6.45
assume matrix size N = 4, cache block size B = 8Byte, sizeof(int) = 4
matrix size 4*4
+--+--+--+--+
|0 |1 |2 |3 |
+--+--+--+--+
|4 |5 |6 |7 |
+--+--+--+--+
|8 |9 |10|11|
+--+--+--+--+
|12|13|14|15|
+--+--+--+--+
function transponse
void transpose(int* dst, int* src, int N) {
int i, j;
for (i = 0; i <= N-1; i++)
for (j = 0; j <= N-1; j++)
dst[j*N+i] = src[i*N+j];
}
every cache block can store 2 int numbers
traverse src by step 1, order:
0 1 2 3 4 5 6 7 8 9 10 11 12 13 14 15
order 0: cache miss, load src[0],src[1]
order 1: cache hit because of order 0
order 2: cache miss, load src[2],src[3]
….
order 15: cache hit
if B is greater, hit rate will be greater too.

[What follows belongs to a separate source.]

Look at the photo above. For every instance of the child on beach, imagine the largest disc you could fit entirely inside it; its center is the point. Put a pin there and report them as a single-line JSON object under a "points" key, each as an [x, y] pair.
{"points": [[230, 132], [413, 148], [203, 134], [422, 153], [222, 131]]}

traverse dst by step 4, order:
0 4 8 12 1 5 9 13 2 6 10 14 3 7 11 15
element 0: miss, load dst[0],dst[1]
element 4: miss, load dst[4],dst[5]
element 8: miss, load dst[8],dst[9]
element 12: miss, load dst[12],dst[13]
element 1: interesting, order 0 has loaded dst[1] into cache, hit. but in many
cases, element 4/8/12 may use the same cache block with element 0. so miss is
also possible.
….
element 15: hit / miss
let’s assume worest case: all element miss cache
if we split matrix by 2*2
split matrix by size 2*2 block
+--+--+--+--+
| | |
+ 0 + 1 +
| | |
+--+--+--+--+
| | |
+ 2 + 3 +
| | |
+--+--+--+--+
transpose block 0 itself
transpose block 1 with 2
transpose block 3 itself
code
for (i = 0; i <= N-2; i+=2)
for (j = 0; j <= N-2; j+=2) {
dst[j*N+i] = src[i*N+j];
dst[j*N+i+1] = src[(i+1)*N+j];
dst[(j+1)*N+i] = src[i*N+j+1];
dst[(j+1)*N+i+1] = src[(i+1)*N+j+1];
}
when i = 0, j = 0, transpose block 0 itself
+--+--+ +--+--+
|0 |1 | |0 |4 |
+--+--+ => +--+--+
|4 |5 | |1 |5 |
+--+--+ +--+--+
dst[0] = src[0];
dst[1] = src[4];
dst[4] = src[1];
dst[5] = src[5];
if element 0 is miss, element 1 must hit;
if element 4 is miss, element 5 must hit;
50% is the highest hit rate in such low cache block size.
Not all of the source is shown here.